The release of Grok 3 marks a fierce competition for xAI in the field of AI, including not only OpenAI and Google, but also faces pressure from emerging Chinese companies. For example, DeepSeek has allowed AI companies around the world to adjust their strategies and make deep thinking models the "standard", which has also prompted OpenAI to open its inference model for free recently and has also begun to emit open source signals.

For Musk, OpenAI may be xAI's biggest enemy. Musk founded xAI in 2023, aiming to become a replacement for OpenAI and publicly criticized OpenAI for planning to reorganize itself into a for-profit business.

Musk also filed two lawsuits against OpenAI, accusing it of deviating from its original founding principles and proposing to acquire OpenAI's nonprofit division for $97.4 billion, but the proposal was rejected by the OpenAI board of directors last week. . Ultraman Sam said the acquisition offer was a strategy to "slow down our pace." Although Musk has been involved in the founding of OpenAI, he has been critical of the company since leaving the board in 2018.

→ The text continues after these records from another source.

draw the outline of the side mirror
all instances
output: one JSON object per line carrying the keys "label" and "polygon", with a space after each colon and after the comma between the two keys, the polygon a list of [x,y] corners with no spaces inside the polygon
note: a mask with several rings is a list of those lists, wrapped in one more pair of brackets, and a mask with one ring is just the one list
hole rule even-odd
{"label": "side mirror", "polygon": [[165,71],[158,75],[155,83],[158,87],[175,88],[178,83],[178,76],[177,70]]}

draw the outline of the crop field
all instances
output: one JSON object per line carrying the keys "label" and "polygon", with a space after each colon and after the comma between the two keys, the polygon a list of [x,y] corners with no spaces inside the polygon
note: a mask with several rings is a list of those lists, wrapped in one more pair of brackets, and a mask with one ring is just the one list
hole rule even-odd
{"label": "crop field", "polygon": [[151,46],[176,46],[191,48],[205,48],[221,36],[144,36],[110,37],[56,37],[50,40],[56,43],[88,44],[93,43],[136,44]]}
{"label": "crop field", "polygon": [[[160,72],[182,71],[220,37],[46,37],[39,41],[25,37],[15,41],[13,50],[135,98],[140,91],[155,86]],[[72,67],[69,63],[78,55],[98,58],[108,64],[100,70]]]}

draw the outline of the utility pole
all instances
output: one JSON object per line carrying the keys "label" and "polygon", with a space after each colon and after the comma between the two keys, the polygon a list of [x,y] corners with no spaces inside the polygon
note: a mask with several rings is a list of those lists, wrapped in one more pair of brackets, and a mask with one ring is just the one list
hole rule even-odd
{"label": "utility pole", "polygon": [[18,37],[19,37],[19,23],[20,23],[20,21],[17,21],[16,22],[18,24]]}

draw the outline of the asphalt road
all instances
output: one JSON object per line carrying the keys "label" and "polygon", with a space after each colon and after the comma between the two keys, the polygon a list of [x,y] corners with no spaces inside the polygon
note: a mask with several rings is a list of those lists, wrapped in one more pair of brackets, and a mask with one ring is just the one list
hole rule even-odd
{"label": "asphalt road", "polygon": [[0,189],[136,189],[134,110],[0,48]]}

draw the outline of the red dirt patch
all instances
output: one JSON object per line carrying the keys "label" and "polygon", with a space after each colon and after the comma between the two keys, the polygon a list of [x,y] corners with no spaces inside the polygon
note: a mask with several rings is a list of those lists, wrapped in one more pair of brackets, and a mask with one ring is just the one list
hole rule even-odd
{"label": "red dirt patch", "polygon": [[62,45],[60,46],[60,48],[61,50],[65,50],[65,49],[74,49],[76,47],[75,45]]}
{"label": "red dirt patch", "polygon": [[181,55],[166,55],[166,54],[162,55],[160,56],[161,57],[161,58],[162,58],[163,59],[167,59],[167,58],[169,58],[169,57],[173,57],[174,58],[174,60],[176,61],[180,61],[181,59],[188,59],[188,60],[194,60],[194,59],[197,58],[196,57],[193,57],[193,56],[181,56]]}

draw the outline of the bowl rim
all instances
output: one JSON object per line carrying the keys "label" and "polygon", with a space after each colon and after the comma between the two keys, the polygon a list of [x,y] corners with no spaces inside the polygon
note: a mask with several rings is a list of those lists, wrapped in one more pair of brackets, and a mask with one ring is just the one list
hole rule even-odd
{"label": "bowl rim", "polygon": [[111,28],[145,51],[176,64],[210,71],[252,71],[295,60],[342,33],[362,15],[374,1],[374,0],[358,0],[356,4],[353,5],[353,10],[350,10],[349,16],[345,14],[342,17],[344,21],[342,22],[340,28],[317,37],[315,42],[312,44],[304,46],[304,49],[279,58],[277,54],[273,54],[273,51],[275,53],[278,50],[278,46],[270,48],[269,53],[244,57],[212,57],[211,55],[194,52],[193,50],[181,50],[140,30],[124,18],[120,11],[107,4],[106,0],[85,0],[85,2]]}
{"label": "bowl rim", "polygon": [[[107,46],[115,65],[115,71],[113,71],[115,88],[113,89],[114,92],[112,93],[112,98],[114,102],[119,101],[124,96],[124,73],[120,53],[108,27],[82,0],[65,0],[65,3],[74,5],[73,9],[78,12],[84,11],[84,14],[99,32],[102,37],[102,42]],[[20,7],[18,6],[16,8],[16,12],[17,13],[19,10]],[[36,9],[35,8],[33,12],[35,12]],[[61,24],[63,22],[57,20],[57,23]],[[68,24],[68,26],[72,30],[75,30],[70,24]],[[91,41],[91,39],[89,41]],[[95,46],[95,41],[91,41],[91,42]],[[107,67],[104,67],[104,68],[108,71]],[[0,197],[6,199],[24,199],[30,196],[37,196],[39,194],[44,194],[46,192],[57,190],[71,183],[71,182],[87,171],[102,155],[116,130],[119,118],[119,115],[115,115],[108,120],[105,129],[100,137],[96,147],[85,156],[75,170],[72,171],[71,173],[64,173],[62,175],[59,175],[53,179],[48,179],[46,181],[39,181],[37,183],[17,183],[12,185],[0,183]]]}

And both companies are raising amazing financing, and their valuations continue to soar. According to Bloomberg last week, Musk's xAI is in financing negotiations of about $10 billion. After the financing is completed, the company's valuation will reach $75 billion, while xAI's last valuation was $51 billion. Meanwhile, OpenAI is negotiating to raise up to $40 billion in funding, and its valuation is expected to rise to $300 billion.

The characteristics of "rich and powerful" brought by capital are also very obvious. SoftBank, OpenAI, Oracle and Abu Dhabi-backed MGX jointly announced in January that it would invest $100 billion in the United States and would eventually invest $500 billion to build data centers and other artificial intelligence infrastructure. Meanwhile, Dell Technologies is close to completing a transaction worth more than $5 billion to provide xAI with servers optimized for artificial intelligence.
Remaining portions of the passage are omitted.